Martineau returns to his mandate with satisfaction and optimism. “I know I’m leaving the organization on a positive trajectory,” she said. “We have reorganized the board of directors and added talented new members. Financially, the organization has weathered the pandemic and is doing well.
The next few years at LAHS look positive for Martineau. “We are currently looking forward to opening the Oppenheimer House and expanding opportunities in our beautiful historic district. These signs point to a bright future for the organization. She noted that the Oppenheimer House provides a significant opportunity to expand the LAHS campus, bringing an impressive new small event venue and interpretive experience to campus.

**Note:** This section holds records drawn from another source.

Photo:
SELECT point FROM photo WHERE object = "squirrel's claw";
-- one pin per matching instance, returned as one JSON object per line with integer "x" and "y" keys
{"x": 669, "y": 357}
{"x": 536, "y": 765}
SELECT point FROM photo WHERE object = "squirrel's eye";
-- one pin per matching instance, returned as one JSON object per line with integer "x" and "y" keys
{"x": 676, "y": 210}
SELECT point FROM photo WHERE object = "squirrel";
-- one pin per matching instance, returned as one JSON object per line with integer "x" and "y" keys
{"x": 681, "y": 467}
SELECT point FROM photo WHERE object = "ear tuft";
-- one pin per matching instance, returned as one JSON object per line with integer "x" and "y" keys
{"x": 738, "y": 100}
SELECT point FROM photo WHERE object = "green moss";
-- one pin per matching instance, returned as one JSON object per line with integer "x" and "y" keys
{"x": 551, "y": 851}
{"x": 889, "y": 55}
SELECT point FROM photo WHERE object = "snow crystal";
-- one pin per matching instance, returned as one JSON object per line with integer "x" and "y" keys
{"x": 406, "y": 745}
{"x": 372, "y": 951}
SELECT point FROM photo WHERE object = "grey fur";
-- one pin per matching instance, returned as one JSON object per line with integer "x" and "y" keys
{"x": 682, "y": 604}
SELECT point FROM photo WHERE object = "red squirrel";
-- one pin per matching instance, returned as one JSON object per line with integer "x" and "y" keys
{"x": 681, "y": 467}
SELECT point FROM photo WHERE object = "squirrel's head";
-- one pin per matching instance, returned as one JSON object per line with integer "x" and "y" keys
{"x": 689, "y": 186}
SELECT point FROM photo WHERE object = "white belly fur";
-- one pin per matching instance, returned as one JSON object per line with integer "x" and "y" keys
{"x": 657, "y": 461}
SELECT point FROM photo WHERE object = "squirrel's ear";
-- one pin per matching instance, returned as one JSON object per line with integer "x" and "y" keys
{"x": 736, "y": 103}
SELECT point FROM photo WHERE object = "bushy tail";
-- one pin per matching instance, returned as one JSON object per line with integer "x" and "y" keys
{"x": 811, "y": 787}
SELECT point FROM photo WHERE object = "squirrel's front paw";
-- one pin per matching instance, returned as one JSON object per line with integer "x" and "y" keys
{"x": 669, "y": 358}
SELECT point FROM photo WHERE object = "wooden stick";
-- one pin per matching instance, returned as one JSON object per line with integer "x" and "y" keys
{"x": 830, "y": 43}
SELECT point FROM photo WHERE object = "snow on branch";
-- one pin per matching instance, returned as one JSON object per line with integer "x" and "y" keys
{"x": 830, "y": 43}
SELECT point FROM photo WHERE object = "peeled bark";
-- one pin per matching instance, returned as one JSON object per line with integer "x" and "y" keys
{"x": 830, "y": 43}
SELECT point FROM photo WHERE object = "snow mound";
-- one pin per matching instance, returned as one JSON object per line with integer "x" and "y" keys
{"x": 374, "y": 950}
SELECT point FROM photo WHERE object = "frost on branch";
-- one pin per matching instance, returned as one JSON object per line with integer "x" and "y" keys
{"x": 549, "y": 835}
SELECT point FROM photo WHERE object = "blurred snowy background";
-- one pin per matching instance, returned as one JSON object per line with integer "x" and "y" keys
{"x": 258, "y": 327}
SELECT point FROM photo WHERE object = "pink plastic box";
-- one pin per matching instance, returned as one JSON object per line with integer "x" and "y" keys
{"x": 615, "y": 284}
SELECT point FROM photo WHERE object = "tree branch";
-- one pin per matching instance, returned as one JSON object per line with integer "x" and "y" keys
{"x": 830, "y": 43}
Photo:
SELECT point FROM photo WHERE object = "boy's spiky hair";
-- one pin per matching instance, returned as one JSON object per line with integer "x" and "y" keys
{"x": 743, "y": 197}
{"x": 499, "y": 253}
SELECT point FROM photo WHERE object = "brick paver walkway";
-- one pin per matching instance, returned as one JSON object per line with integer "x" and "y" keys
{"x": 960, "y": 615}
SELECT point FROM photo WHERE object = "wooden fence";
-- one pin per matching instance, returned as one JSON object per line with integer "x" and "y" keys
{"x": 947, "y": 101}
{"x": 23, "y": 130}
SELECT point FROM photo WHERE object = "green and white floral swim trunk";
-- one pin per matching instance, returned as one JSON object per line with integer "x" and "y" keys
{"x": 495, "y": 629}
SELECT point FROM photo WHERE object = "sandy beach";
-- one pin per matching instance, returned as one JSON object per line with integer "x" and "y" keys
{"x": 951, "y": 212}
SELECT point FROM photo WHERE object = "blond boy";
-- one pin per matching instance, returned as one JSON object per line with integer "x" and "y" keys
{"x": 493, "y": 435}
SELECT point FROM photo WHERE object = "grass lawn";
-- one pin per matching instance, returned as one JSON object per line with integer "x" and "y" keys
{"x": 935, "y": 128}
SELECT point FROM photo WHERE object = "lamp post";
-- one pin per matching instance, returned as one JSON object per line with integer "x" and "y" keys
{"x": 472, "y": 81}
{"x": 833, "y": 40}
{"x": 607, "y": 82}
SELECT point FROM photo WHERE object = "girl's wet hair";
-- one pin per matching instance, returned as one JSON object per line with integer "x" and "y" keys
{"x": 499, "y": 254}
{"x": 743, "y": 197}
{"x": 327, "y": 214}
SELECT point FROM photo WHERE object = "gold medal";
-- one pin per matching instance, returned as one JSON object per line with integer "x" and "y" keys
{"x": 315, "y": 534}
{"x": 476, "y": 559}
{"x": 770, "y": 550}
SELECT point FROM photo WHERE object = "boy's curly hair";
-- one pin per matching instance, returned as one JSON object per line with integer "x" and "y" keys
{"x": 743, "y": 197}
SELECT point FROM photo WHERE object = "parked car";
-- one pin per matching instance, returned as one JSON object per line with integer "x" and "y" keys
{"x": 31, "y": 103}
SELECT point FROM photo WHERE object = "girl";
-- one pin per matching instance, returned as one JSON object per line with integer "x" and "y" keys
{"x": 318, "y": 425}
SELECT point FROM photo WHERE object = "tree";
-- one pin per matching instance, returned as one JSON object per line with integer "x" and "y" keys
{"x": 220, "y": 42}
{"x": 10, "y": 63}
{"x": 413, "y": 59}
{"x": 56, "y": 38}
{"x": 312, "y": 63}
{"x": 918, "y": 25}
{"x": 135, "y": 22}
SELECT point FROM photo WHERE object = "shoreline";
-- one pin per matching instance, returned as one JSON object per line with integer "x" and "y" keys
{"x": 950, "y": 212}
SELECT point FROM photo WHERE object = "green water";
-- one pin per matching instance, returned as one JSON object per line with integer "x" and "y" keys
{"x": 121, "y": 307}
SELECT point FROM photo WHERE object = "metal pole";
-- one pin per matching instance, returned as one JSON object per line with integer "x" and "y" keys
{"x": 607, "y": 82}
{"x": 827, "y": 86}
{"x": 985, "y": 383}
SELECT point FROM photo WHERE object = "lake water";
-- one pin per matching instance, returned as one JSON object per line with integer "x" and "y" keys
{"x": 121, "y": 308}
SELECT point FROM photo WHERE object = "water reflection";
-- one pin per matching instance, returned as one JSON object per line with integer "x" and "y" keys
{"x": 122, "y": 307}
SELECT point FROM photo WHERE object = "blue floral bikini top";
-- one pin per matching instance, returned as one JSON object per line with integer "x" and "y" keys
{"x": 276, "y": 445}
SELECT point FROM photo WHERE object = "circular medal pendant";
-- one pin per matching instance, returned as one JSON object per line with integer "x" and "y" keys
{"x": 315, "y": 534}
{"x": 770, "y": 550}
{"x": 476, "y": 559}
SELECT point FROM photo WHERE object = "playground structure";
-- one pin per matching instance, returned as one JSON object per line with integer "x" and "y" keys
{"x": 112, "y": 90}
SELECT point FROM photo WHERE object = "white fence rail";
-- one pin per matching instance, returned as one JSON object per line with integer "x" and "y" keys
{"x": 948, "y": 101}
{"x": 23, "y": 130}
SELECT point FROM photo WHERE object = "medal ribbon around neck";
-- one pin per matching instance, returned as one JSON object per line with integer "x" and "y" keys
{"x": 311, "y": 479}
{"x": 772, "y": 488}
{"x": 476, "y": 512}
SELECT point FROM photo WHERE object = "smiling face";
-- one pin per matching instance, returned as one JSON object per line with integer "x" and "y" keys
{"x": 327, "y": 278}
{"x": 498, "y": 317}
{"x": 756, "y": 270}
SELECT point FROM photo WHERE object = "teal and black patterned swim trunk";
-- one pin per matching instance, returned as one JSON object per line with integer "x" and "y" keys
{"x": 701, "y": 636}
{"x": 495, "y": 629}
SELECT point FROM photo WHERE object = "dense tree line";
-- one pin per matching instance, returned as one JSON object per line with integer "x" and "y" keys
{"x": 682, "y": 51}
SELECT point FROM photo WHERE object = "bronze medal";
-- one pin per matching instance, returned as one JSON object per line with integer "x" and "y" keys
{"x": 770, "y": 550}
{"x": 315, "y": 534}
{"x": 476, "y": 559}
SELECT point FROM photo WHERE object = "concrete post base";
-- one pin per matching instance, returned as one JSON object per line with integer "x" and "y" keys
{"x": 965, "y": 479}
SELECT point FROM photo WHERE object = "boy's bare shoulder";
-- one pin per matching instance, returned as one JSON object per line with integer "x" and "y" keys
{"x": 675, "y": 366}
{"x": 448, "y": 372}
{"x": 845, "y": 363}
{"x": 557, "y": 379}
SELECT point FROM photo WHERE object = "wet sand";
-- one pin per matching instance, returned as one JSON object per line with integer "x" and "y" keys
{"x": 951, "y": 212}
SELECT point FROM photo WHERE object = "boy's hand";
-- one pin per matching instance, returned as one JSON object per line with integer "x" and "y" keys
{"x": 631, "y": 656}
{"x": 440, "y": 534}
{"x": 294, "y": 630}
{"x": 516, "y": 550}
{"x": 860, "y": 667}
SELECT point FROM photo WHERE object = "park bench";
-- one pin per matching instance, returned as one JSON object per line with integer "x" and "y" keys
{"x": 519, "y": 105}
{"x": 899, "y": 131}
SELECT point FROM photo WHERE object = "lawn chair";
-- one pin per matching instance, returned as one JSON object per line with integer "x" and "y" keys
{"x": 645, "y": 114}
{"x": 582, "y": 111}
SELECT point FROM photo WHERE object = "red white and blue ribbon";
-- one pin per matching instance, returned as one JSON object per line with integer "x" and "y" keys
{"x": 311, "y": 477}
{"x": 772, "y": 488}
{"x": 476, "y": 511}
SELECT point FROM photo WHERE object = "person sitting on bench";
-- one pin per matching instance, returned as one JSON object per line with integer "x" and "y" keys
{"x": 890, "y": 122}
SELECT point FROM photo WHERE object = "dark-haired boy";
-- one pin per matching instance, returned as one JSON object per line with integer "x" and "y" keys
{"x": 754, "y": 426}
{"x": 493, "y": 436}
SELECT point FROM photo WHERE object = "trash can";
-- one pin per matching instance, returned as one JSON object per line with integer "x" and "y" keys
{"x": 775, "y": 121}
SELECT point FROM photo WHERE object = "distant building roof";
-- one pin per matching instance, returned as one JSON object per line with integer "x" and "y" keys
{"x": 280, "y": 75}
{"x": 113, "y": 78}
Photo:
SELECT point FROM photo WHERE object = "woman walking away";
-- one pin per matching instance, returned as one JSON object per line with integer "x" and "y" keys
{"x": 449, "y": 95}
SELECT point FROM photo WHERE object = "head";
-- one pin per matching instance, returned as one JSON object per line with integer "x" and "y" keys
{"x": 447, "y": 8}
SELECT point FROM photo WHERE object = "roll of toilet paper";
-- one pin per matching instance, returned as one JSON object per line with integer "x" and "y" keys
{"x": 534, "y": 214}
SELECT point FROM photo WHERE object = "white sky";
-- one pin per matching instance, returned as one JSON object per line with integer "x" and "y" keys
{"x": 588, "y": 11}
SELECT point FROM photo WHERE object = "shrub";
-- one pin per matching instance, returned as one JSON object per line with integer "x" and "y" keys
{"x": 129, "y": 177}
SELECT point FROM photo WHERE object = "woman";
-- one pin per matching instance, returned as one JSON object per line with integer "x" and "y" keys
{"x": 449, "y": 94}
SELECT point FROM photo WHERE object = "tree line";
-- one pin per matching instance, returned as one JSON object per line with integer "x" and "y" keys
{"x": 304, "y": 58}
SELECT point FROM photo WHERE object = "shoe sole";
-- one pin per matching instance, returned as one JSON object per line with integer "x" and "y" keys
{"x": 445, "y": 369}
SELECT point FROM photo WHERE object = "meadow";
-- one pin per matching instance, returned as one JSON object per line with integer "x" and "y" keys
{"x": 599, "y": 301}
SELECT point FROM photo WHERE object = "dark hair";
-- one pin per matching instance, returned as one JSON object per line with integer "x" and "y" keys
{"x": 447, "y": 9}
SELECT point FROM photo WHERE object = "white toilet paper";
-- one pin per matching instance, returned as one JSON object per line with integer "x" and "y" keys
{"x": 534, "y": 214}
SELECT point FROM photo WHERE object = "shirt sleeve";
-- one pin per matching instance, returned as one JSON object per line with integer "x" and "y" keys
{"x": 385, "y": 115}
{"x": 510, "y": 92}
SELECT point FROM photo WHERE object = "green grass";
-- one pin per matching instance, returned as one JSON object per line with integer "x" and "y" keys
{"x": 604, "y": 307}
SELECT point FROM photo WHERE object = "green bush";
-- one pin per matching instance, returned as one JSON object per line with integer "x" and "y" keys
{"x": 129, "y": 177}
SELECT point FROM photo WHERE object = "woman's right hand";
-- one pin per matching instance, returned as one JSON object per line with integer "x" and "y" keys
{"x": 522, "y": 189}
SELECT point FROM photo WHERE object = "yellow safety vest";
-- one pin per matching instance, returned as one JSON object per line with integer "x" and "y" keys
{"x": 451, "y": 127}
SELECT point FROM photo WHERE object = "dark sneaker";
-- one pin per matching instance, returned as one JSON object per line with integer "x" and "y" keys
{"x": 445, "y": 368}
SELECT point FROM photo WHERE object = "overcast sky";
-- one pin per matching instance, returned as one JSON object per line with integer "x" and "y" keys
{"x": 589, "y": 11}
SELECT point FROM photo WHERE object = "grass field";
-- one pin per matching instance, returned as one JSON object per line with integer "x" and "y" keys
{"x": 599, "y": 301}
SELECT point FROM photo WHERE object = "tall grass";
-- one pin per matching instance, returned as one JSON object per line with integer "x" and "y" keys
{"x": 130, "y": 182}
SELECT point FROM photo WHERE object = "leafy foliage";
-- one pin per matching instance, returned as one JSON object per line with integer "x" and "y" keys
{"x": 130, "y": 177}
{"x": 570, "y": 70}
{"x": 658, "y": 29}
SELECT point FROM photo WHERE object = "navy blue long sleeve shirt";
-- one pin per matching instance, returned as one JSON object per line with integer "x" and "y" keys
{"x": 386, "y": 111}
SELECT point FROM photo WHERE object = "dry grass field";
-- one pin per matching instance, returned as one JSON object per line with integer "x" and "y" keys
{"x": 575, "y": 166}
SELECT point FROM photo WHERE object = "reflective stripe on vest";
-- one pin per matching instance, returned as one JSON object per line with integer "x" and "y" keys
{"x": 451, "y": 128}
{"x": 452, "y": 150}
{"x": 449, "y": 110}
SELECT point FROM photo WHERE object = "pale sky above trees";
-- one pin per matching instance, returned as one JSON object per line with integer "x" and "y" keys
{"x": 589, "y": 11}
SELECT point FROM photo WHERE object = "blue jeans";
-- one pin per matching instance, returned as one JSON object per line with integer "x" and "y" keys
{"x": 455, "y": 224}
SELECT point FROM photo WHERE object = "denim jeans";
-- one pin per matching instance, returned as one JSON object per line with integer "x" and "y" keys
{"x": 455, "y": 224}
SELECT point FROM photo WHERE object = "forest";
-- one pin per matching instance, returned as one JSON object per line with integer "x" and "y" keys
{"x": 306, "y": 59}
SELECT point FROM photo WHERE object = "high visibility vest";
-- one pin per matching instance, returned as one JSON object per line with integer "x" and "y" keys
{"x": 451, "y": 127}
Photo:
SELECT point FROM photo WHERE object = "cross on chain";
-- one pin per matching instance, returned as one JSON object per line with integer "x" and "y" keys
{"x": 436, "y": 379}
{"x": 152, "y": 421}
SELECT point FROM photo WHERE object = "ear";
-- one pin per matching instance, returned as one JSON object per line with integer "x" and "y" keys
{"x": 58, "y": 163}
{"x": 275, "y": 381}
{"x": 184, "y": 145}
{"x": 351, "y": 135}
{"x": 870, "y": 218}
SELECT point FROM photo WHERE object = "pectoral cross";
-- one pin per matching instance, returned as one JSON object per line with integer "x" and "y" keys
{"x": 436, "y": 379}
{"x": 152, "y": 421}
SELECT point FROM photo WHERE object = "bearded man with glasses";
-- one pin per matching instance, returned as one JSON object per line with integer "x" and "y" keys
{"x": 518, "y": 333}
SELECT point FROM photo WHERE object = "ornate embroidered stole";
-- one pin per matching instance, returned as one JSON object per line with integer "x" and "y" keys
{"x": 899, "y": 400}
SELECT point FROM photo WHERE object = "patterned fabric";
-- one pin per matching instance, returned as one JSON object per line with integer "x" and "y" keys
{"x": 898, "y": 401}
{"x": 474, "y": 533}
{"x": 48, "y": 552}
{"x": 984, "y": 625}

“We will soon be launching a fundraising campaign to help cover the total project costs of $1.5 million,” Martineau said. In addition to the fundraising campaign, major sponsors will be sought, as well as donors and new members of the Legacy Society. All will play a part in moving the home renovation forward and keeping the organization growing in the years to come.
A long-time active resident in the community, Martineau has nonetheless found new opportunities in her tenure as head of LAHS. “Los Alamos has a long, deep, and rich history of innovative and resilient people. It’s been inspiring to learn more about some of their stories,” she said. it’s working with our volunteers, who are so passionate about our history, and I hope to join them as a volunteer in the future.
Describing his leadership legacy, Martineau cited a wide variety of accomplishments.
“I am very proud to create collaborative partnerships with other organizations in the city, to start the Victory Garden, to expand family programming, to create a more interactive space in the Hans Bethe House, to complete the new (interpretive) plan for the Oppenheimer house, to work with a major film company and the creation of virtual content on our website,” she said.
Martineau looks forward to spending more time with his family.
Board Chair Cherie Trottier said of Martineau’s service, “Liz has done an incredible job for LAHS during the pandemic shutdown. She worked with staff to create outreach opportunities. Liz’s passion for history is evident in her presentations throughout the community. This enthusiasm encourages people to visit “history in their backyard” – a way to preserve our history.
The LAHS board of directors is beginning its search for a new executive director, Trottier said. Interested candidates can view the job posting at www.losalamoshistory.org.